Avista Stadium – Spokane Indians
Photos by Meg Minard, Stadium Journey
Stadium Info FANFARE Score: 4.00
Avista Stadium 602 N Havana Spokane, WA 99202
Year Opened: 1958 Capacity: 7,162
Historic Avista Stadium
Baseball has been played in Spokane, WA since the 1890s and was played in five stadiums before Avista Stadium.
The Spokane Indians are currently the Short Season A league of the in Texas Rangers. They play in the Northwest League.
They play in a beautiful, history filled stadium. The stadium will be upgraded at the end of the 2012 season which will include safety updates to the administration building, the concourse, and other areas of the stadium.
Food & Beverage 5
The stadium has a great variety of food options: Sweet Shack (ice cream, cotton candy, pop corn, cream pies, etc.), Teriyaki Bowls (chicken, vegetables, rice, noodles), Longhorn BBQ (chicken, beef, German dog, baked beans, potato salad), the Grill (burgers, chicken sandwiches, bratwurst, hot dog, peanuts, seeds, chips, cracker jacks, etc.), Bruchi’s (cheesesteaks and subs) and others.
Pepsi products are offered here as well as bottled water, coffee, and hot chocolate.

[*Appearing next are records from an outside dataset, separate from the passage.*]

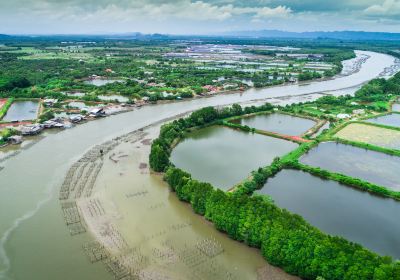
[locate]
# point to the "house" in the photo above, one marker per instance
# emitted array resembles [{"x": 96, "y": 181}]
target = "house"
[
  {"x": 15, "y": 139},
  {"x": 52, "y": 124},
  {"x": 97, "y": 112},
  {"x": 31, "y": 129},
  {"x": 359, "y": 112},
  {"x": 50, "y": 102},
  {"x": 343, "y": 116},
  {"x": 76, "y": 118}
]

There are some local beers available such as Pyramid Brewery’s Hefeweizen and Curveball. Sam Adams and other domestic beers are also available.

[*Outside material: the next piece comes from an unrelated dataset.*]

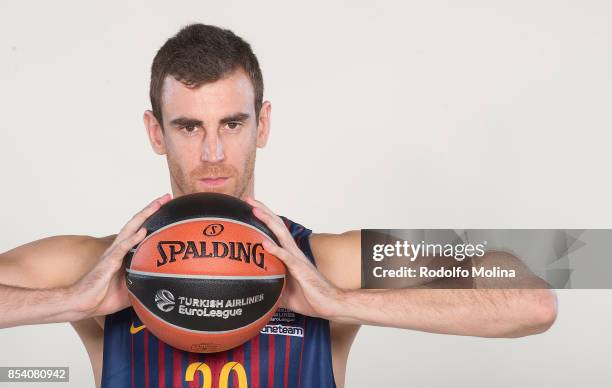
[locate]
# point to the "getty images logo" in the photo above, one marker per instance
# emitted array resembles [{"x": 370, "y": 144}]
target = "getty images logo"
[{"x": 164, "y": 300}]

Recommendation: Concession stands only accept cash so come ready with dollar bills in your wallet.
There is a fantastic view of the mountains beyond the outfield walls. There is an operating train track beyond outfield wall, as well.
The section leaders (ushers) motivate the crowd with dancing and clapping and high-fiving. They verify everyone in their section is fine by using the ‘thumbs up’ motion. Excellently done.

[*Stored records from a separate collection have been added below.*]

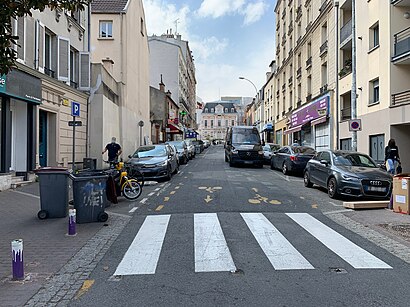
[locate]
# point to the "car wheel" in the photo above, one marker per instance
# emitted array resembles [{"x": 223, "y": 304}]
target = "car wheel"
[
  {"x": 306, "y": 180},
  {"x": 332, "y": 188},
  {"x": 285, "y": 169}
]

Big red K cards are handed out and every time an opposing batter got a strike out, all fans would raise their K card.
There is tons of history at Avista Stadium. There is a wall of history for the Spokane Indian tribe who originally inhabited this area of the Pacific Northwest. There is the Rim of Honor that pays tribute to individuals who have influenced the Spokane Indians, as well as a Hall of Fame Plaza at the entry way that recognizes former Spokane Indians players, managers, and owners’ with plaques in their honor.
They did not play music when player changes were announced. They did play music or noise between pitches which got irritating after a while.
Avista Stadium is adjacent to the Spokane Expo Center. There are no restaurants or pubs nearby. It is in an industrial area. At the time I visited (June, 2011) there was so much highway and road construction going on it was hard to judge the nearby area.
The city of Spokane does have a fantastic area to visit known as Riverfront Park. It has an IMAX theater, train rides, amusement park rides, miniature golf, trails to walk, and many other forms of entertainment.
The fans were so into the game I attended. They hooted and hollered the entire time. They held up their K cards. They boo’d the umps when they disagreed with a call. The stadium was about full the night I attended.
Besides the road construction going on during my visit, access into and out of the stadium is relatively easy. Restrooms are fine and serve their purpose.
Return on Investment 5
I paid $11 for a seat close to the action and it was well worth it. It appears they charge an extra $1 if you purchase tickets game day. Generally, ticket prices range from $6 – $10. Parking is free. Food and drink prices are average.
Seeing a game in such a historic venue and having a fabulous customer service atmosphere makes attending a game here well worth the price of admission.
The Spokane Indians website is fantastic (especially as it displays all the history of baseball in Spokane). The history displayed at the stadium, the food variety, and the trains passing by in the outfield are definite call outs.
When I’m asked what my favorite stadium is, I always state Avista Stadium as one of my two favorite minor league stadiums. I’d recommend catching a game at Avista Stadium if you want to enjoy a great evening out at a ballpark.